Autumn, not winter, is coming. A week or two ago I noticed that a tree was changing from Green to red, as the leaves began to turn from Spring and Summer mode to Autumn and Winter mode. I noticed that the trees as you enter and leave Cheserex are also beginning to turn read.
Changing Trees
As if that wasn’t enough the leaves are also turning on the Jura. It is turning from green to orange, and red, and one or two other colours I didn’t pay attention to. As I cycled from around Haute-Morges to Pampigny I noticed that, there too, the leaves were turning. Not only were they turning but they were falling from the trees. The season of death is returning.
Leaves Are Turning Too Early
Last year, as well as this year, the leaves are changing too soon. They’re changing before they’re meant to, due to the drought. Some trees drop their leaves in anticipation of hardship but others drop them as a result of hardship, so when we see leaves drop their leaves so soon, we know that they are under duress due to the changing climate and weather systems. Now would be a good time to walk by forests, to observe the change, and fly drones, to get an aerial view.
Mud and Dogs
Now that the air temperature has dropped the scary dogs are back on their walks. So is the mud. I loved walking during the heatwave because I was often the only person walking. Dog owners couldn’t walk, because dogs would get heat stroke, and normal people didn’t walk, because they would get heat stroke. I could enjoy my walks in the peace and quiet.
Now that the temperatures have dropped, so dog walkers have resumed their walks. Now I can either overcome my fear of dogs on every single walk, or I could get a gym membership and stay indoors and work on recovering the strenght I have lost over the last five years.
I have a deep hatred for dog walkers. A few days ago I came across someone walking a bunch of dogs and I went down the gap between two fields, rather than walk by dogs. The problem, with fearing dogs, is that dogs know, and want to attack. At the start of summer I was charged, and it traumatised me for two or three weeks. It didn’t bite, but I was convinced that it would bite me. I froze, and luckily it changed its mind.
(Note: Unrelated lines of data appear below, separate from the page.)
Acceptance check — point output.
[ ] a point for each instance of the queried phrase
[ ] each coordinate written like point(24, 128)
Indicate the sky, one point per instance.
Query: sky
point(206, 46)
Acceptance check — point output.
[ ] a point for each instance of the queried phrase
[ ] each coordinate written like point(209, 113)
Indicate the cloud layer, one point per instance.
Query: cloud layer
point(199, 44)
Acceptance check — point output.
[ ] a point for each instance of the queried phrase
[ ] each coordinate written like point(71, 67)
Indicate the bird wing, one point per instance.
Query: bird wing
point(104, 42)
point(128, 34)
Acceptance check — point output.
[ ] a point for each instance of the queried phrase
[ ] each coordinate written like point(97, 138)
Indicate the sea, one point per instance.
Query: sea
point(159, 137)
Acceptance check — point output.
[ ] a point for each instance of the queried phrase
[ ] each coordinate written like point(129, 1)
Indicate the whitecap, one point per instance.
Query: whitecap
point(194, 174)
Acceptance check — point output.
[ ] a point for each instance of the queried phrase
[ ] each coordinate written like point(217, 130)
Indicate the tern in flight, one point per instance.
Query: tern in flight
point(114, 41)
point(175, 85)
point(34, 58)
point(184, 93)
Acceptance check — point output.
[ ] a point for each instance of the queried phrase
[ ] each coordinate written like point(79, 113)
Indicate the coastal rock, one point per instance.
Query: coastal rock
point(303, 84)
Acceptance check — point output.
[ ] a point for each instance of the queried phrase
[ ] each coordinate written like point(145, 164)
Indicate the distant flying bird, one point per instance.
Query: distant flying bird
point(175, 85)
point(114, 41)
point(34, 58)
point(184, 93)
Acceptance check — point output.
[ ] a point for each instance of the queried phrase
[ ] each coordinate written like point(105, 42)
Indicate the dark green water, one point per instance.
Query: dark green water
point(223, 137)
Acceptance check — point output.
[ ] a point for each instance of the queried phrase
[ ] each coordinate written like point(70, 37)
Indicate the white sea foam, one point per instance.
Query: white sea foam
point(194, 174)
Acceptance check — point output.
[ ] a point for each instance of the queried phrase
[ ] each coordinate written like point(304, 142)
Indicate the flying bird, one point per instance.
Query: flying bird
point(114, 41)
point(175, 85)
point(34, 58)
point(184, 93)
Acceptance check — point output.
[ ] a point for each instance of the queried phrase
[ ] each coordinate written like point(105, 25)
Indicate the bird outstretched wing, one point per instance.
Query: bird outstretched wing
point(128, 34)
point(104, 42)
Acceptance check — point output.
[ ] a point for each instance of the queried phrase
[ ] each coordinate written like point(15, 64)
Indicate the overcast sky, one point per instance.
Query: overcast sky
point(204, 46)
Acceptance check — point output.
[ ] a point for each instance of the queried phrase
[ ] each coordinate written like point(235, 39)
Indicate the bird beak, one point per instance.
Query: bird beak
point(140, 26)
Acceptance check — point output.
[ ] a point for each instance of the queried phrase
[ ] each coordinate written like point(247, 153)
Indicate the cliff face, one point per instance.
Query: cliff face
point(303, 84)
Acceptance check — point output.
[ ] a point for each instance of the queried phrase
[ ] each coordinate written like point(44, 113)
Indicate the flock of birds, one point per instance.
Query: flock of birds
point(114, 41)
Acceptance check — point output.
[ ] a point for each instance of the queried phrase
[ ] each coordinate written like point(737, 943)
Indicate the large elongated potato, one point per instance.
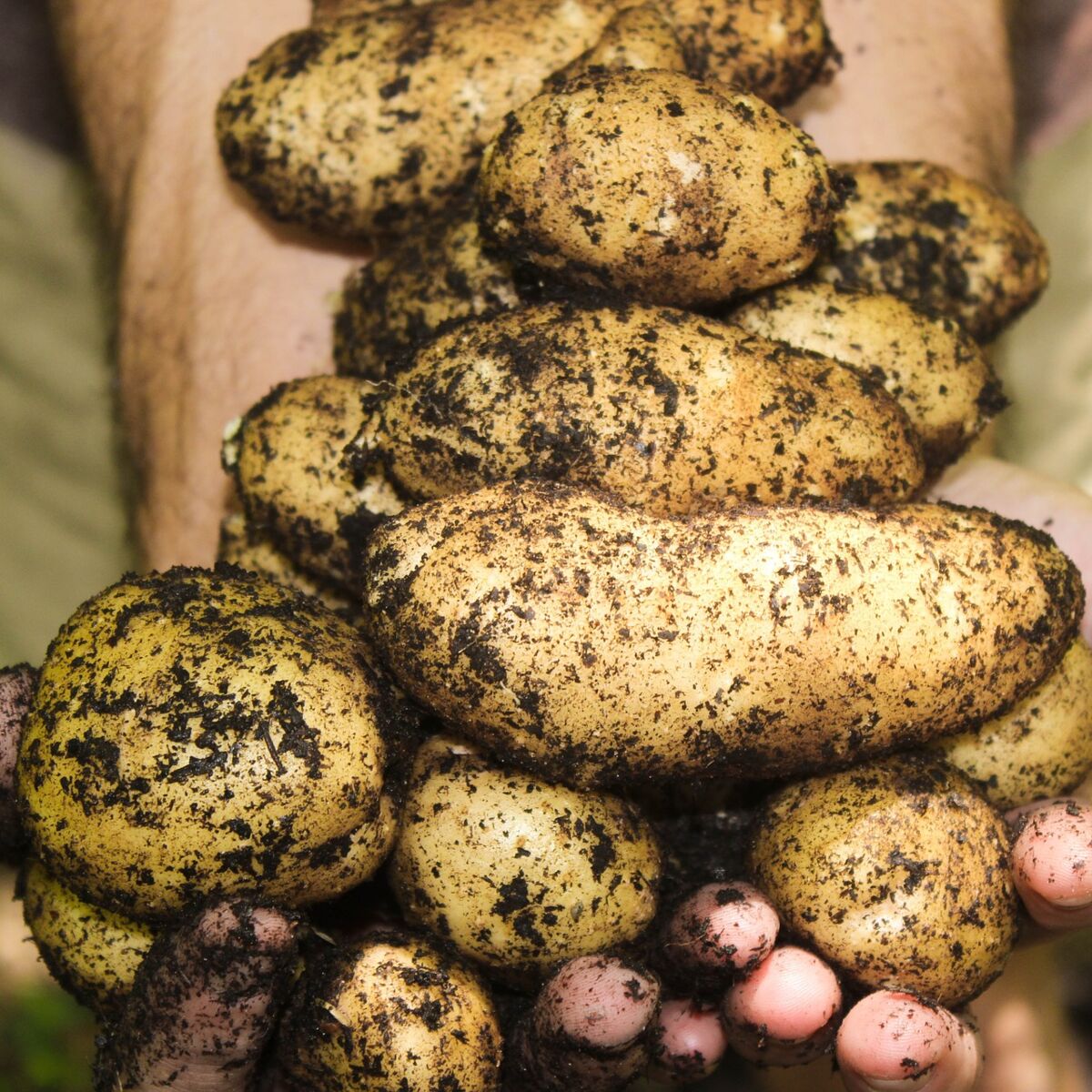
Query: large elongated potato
point(940, 241)
point(656, 185)
point(598, 644)
point(517, 873)
point(1040, 748)
point(937, 371)
point(390, 1013)
point(895, 872)
point(202, 733)
point(670, 412)
point(359, 126)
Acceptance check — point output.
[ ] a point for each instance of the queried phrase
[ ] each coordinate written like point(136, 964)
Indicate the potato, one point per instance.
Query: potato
point(516, 873)
point(1041, 748)
point(658, 186)
point(92, 953)
point(390, 1011)
point(199, 733)
point(938, 240)
point(427, 282)
point(667, 410)
point(937, 371)
point(285, 458)
point(896, 873)
point(359, 126)
point(254, 550)
point(595, 644)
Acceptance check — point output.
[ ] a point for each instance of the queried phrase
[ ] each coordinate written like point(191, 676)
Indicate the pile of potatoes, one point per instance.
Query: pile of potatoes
point(617, 491)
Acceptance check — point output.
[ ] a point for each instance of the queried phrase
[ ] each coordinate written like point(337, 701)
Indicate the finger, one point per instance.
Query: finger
point(688, 1043)
point(1064, 511)
point(893, 1042)
point(16, 687)
point(203, 1004)
point(784, 1014)
point(589, 1029)
point(1052, 863)
point(721, 928)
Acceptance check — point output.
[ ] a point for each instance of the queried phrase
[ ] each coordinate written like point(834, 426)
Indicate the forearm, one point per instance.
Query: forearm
point(216, 305)
point(928, 80)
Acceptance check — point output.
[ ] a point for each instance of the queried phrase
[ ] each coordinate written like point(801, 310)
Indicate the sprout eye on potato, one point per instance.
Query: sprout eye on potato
point(896, 873)
point(940, 241)
point(659, 186)
point(199, 733)
point(516, 873)
point(600, 645)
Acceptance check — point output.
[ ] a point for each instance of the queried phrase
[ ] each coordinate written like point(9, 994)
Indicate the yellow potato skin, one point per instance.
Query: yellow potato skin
point(390, 1011)
point(92, 953)
point(671, 412)
point(200, 733)
point(599, 645)
point(940, 241)
point(896, 873)
point(697, 194)
point(935, 370)
point(519, 874)
point(1038, 749)
point(359, 126)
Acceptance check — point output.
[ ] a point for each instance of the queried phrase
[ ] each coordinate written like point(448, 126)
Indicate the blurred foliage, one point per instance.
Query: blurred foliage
point(47, 1041)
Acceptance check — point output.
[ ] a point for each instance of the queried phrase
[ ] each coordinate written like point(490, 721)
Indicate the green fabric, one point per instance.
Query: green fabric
point(63, 524)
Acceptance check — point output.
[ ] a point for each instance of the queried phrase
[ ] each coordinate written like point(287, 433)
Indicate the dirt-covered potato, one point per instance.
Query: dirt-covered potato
point(896, 873)
point(285, 456)
point(359, 126)
point(938, 372)
point(254, 549)
point(389, 1013)
point(431, 278)
point(659, 186)
point(596, 644)
point(940, 241)
point(1041, 748)
point(92, 953)
point(516, 873)
point(667, 410)
point(199, 733)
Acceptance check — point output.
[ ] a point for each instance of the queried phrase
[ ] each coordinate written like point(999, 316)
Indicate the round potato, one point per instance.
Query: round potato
point(285, 456)
point(516, 873)
point(936, 371)
point(671, 412)
point(388, 1013)
point(1041, 748)
point(940, 241)
point(596, 644)
point(199, 733)
point(92, 953)
point(896, 873)
point(359, 126)
point(659, 186)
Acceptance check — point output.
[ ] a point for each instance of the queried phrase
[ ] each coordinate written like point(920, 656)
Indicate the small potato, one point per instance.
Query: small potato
point(390, 1013)
point(940, 241)
point(360, 126)
point(92, 953)
point(596, 644)
point(199, 733)
point(430, 279)
point(936, 371)
point(659, 186)
point(667, 410)
point(1041, 748)
point(516, 873)
point(285, 456)
point(896, 873)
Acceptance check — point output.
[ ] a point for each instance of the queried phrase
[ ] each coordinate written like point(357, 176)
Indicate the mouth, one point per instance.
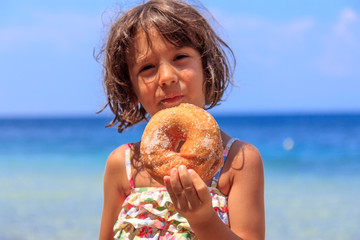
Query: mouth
point(171, 101)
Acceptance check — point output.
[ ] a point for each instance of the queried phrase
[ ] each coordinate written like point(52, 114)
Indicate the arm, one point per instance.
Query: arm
point(114, 193)
point(246, 199)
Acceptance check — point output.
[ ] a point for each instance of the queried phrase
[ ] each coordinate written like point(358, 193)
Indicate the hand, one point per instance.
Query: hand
point(189, 193)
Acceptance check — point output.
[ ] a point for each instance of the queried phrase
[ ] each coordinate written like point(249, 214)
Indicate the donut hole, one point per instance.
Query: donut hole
point(177, 149)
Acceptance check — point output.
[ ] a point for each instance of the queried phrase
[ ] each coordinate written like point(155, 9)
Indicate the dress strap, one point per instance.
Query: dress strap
point(128, 165)
point(226, 151)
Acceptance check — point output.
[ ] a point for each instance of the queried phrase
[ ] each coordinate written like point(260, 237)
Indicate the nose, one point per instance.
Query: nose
point(167, 75)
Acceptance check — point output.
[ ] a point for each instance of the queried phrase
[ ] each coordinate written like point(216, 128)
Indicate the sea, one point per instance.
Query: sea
point(51, 174)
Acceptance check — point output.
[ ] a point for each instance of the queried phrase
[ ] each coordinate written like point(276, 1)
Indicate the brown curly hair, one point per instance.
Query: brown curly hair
point(180, 24)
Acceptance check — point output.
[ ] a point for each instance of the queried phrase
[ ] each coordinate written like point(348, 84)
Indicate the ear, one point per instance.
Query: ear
point(133, 100)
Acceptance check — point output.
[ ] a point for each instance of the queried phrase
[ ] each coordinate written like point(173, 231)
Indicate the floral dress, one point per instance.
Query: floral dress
point(148, 212)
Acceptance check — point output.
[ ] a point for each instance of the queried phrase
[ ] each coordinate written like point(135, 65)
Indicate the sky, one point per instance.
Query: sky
point(292, 56)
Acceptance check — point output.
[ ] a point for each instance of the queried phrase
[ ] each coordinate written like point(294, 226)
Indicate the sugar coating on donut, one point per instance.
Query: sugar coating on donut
point(183, 135)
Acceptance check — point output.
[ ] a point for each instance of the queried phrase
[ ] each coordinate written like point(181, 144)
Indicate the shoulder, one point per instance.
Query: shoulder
point(245, 157)
point(115, 170)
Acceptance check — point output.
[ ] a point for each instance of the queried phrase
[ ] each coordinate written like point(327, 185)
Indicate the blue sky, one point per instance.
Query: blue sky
point(292, 56)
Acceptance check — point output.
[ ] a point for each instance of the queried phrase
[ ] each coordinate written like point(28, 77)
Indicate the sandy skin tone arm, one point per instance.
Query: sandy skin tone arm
point(192, 199)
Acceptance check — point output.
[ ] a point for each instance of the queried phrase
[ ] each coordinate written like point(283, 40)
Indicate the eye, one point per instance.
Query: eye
point(146, 67)
point(180, 56)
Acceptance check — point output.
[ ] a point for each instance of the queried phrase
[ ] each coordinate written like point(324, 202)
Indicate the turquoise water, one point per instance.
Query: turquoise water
point(51, 174)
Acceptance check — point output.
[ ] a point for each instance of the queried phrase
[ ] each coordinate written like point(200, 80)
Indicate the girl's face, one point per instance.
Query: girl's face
point(163, 75)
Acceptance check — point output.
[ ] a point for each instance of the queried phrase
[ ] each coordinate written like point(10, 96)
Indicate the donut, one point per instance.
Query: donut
point(183, 135)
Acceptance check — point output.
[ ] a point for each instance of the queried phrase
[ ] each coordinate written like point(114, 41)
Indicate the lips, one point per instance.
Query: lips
point(172, 100)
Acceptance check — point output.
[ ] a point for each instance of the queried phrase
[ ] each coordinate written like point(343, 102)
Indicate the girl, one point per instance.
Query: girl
point(158, 55)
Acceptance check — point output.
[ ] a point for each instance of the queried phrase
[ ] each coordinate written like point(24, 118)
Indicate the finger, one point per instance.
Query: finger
point(178, 191)
point(200, 186)
point(170, 190)
point(189, 189)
The damage is done. I already had a fear of dogs. That experience cemented it. This morning I retrieved the walking sticks from the car. I’m considering walking with them as shields, in case of such an encounter over the next few months, when the weather is cold enough for dogs to terrify those of us who are afraid of dogs.
Apathetic Dog Walkers
The issue is that dog walkers are apathetic towards people who fear their pets. They have leashes that are ten metres long, or the dogs are unleashed. If you’re afraid of dogs you’re trapped. Either you overcome your fear or you walk along roads where dog walkers will not walk, with their beloved terrors.
If dog walkers recognised that we are afraid of dogs, and got them under control, then I would feel happier walking by dogs. When I was attacked, the woman just watched. She did nothing to control the dog, until it was charging. If I had run it would have mauled me. If I had not been afraid it would have done nothing. If the owner had controlled the dog I would not have been filled with fear, that was justified, in the end.
Lost Freedom
Now that dog walkers are out in force I will revert to my walks along roads, where dog walkers keep their dogs under close supervision.
Indoor Training or Cycling
Two options do exist. Indoor training, and cycling. The advantage of cycling is that it’s cheap but the bike will get dirty and I will get cold.
The other option is to go to an indoor gym for the first time in years, and resume indoor training. If I went into a gym I would wear a mask. I like the idea of going to an indoor gym but I would wear a mask. Autumn is just arriving, so I have time to consider the situation.
And Finally
Two days ago I walked an extra four kilometres to avoid dog walkers. Instead of walking an 8km loop I walked 12km. I saw a car, with a dog cage, so rather than walk, and be subjected to my fear of dogs, I enjoyed a longer walk, along paths that I walked along for years, years ago.